Macro and histopathological analyses of proliferative processes in the cephalic region of adult female sheep from a large enterprise in the central sierra of Peru are reported. Of the 14 cases studied, 10 corresponded to neoplasias, one to benign proliferative growth and 3 to inflammatory processes (chronic dermatitis).
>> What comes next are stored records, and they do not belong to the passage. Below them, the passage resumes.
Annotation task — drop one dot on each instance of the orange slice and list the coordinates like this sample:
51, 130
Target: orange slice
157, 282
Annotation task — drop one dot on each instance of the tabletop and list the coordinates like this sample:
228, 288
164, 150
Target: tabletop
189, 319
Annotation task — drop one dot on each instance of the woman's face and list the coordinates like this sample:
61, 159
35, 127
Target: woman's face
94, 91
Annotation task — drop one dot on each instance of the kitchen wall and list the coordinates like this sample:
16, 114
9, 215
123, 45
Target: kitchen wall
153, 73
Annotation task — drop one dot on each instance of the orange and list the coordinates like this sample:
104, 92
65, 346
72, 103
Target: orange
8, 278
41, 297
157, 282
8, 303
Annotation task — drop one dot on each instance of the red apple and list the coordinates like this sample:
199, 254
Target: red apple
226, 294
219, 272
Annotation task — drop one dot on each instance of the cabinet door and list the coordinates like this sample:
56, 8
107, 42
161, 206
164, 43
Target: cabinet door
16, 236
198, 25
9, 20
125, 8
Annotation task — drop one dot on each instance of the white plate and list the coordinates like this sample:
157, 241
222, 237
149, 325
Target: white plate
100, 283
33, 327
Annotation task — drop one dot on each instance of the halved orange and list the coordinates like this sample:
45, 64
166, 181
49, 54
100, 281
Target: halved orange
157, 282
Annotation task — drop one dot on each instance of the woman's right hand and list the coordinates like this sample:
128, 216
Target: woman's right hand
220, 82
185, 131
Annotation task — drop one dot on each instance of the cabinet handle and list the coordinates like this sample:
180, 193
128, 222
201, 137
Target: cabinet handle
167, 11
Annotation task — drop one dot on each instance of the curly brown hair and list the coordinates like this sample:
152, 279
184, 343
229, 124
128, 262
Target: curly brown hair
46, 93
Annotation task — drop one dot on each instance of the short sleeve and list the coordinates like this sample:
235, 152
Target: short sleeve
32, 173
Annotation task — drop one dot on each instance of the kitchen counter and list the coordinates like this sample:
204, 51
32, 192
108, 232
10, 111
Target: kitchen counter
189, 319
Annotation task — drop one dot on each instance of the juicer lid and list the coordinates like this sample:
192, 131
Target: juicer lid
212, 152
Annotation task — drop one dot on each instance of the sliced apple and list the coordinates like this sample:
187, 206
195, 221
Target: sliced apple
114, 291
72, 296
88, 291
The neoplasias effected the ear lobe (n=5), eye ball (n=4) and the nostril (n=1), while the proliferative (hyperkeratotic papilloma) and chronic dermatitis cases were jeopardizing the ear lobe. Macroscopically the tumors presented exophytic semi-oval, papillomatous and semicircular growths, and all had exudate and necrotized surfaces. The neoplasias were not associated with metastasis, but histologically demonstrated diverse degrees of cellular differentiation. Of the 10 neoplasias, 6 corresponded to degree I (well differentiated) and 4 to degree II (moderately differentiated) . All the animals effected with tumors presented slight leukocytosis, generally characterized by neutrophilia, and slight to moderate lymphopenia was found in 2 of the 10 cases.